Freitag, 13. März 2009

Wie in Trance!

Im Verlaufe der Woche habe ich mich darum bemüht, wachsam durchs Leben zu gehen. Anfangs fiel mir der Blogauftrag schwer und ich vergass immer wieder, bewusst auf meine Umgebung zu achten.
Am Dienstagabend fuhr ich ins Training – denselben Weg, wie ich ihn ca. zehnmal wöchentlich fahre.
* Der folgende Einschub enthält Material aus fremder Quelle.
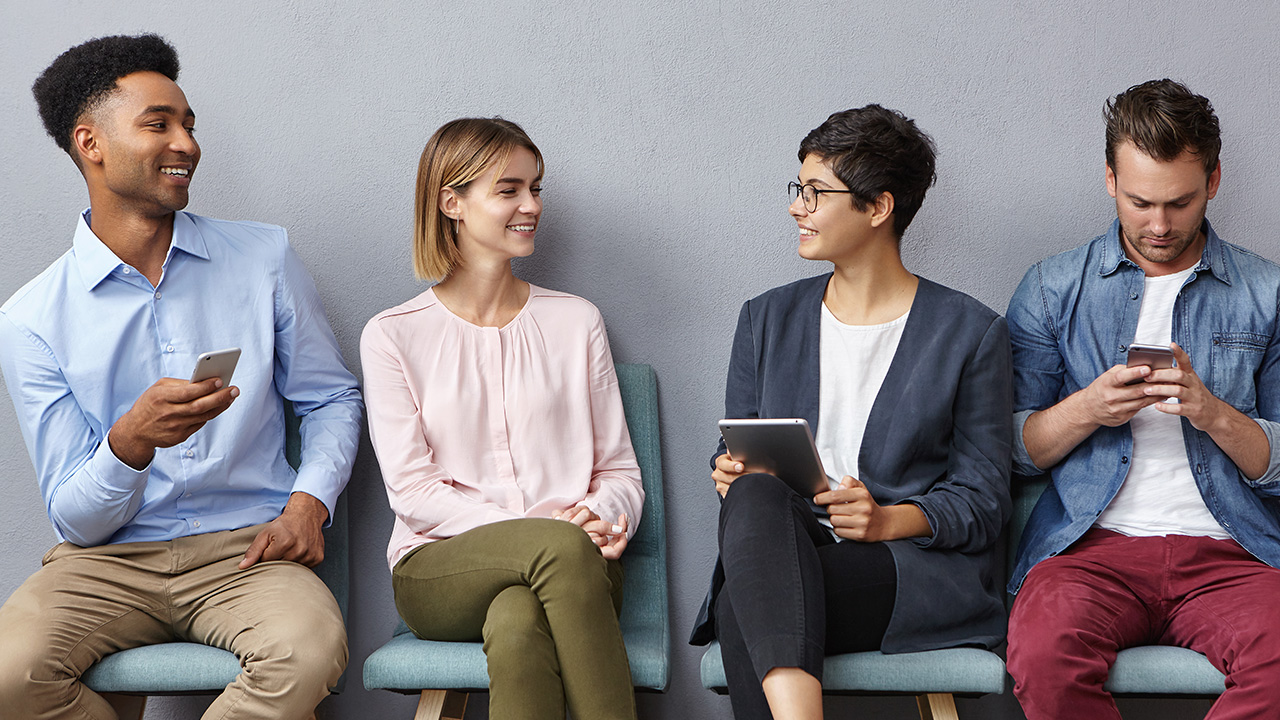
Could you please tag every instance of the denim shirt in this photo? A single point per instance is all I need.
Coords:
(1074, 315)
Während der Fahrt stellte ich mit Schrecken fest, dass ich mich nicht wirklich aufs Autofahren und den Strassenverkehr konzentrierte, sondern automatisch fuhr, wie in Trance. Dies machte mir irgendwie Angst, denn dieser Automatismus beeinträchtigt die beim Autofahren unabdingbare Konzentration. Aus diesem Grund heftete ich am nächsten Morgen den Post-it „Achtsam wahrnehmen – achtsam leben“ ans Armaturenbrett. Es sollte mich zukünftig daran erinnern, mit offenen, wachsamen Augen Auto zu fahren.
Ich war überrascht, welch positive Wirkung diese kleine Erinnerungshilfe hatte. Es gelang mir in der Folge nicht nur, wieder bewusster Auto zu fahren, sondern auch andere, alltägliche Dinge in meiner Umgebung wahrzunehmen, denen ich sonst keine besondere Beachtung schenke. Auch die Geräusche um mich herum nahm ich viel intensiver wahr.
Weiter versuchte ich in der vergangenen Woche, meinem Essverhalten mehr Beachtung zu schenken. Aufgrund meiner zeitraubenden sportlichen Tätigkeit, esse ich oft im Stress, weil ich mir fürs Essen immer zuwenig Zeit nehme. Die letzte Woche gelang es mir dann auch ein bisschen besser, in Ruhe zu essen, aber in diesem Bereich ist wohl immer noch Verbesserungspotenzial da.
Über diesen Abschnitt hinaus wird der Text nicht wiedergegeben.